An Introduction to Variational Bayesian Methods and an Application in Determining Components of a Tumor
Habil Zare - Assistant Professor, University of Texas Health Science Center in San Antonio
Sun, 12-Sep-2021 / 10:00 / Link:
https://vc.sharif.edu/ch/math-event
Video Slides 1 Slides 2 Poster

Abstract

Statistical machine learning was developed in the late 20th century as a powerful data analysis approach. Analyzing complex data however often requires complex models with many random variables. Fitting the complex model to the given data is a challenging optimization problem, which leads to computing multivariate integrals to compute the posterior probability.
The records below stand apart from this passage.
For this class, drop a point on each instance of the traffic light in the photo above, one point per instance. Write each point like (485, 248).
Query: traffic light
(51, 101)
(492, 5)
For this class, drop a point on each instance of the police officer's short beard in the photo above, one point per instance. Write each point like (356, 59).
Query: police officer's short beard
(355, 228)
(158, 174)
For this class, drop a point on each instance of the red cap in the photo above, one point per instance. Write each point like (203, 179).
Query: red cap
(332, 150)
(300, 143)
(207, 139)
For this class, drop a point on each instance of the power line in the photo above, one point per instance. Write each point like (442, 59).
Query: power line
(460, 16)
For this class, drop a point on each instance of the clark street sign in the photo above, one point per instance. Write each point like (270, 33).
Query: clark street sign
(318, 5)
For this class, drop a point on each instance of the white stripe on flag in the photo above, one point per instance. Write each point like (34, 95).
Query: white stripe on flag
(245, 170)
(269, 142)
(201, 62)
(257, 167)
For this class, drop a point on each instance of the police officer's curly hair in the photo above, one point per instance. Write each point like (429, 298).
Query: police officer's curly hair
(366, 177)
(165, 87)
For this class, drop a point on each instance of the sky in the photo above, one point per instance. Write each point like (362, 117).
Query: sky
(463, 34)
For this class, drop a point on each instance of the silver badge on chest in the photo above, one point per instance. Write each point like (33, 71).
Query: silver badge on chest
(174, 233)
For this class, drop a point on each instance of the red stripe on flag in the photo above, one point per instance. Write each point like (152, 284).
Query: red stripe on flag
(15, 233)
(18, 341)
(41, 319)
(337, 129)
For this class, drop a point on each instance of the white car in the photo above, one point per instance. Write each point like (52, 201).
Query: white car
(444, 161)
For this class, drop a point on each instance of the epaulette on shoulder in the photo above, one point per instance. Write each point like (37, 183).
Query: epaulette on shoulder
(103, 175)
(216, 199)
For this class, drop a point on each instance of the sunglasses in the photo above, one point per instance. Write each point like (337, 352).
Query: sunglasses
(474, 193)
Variational Bayes methods are efficient approaches to estimate the posterior distribution. The simplifying assumption of variational Bayes methods is that the posterior distribution is restricted to belong to a particular family of distributions e.g., Gaussian distributions. In this talk, we give a brief overview of variational Bayes, describe how this simplifying assumption makes the optimization problem tractable, compare it with the related expectation-maximization (EM) algorithm, and present a relatively simple application of EM in cancer research.

Bio

After obtaining his BSc in pure mathematics and MSc in computer science from Sharif University of Technology, Habil Zare went to Canada in 2004 to pursue a PhD. In his PhD thesis, he used the spectral graph theory concepts that he had learned in his MSc to tailor spectral clustering algorithms for analyzing large biological datasets. He used this approach to facilitate the diagnosis of some types of lymphomas, which are blood cancers that develop in the lymphatic system. This achievement as well as scientific interactions with colleagues at the University of British Columbia in Vancouver encouraged him to explore the applications of machine learning in the analysis of biological data as his long-term career goal. Therefore, he accepted a postdoctoral opportunity at the University of Washington in Seattle to learn computational biology from Professor William Noble who is a pioneer in this field. He became an independent investigator in 2014 and established The Oncinfo Lab. His research is focused on cancer and Alzheimer's disease. He is currently affiliated with the Department of Cell Systems and Anatomy as well as The Biggs Institute for Alzheimer's & Neurodegenerative Diseases at the University of Texas Health Science Center in San Antonio. In collaboration with his colleagues and also scientists from other institutes, his lab contributes to several high-impact studies.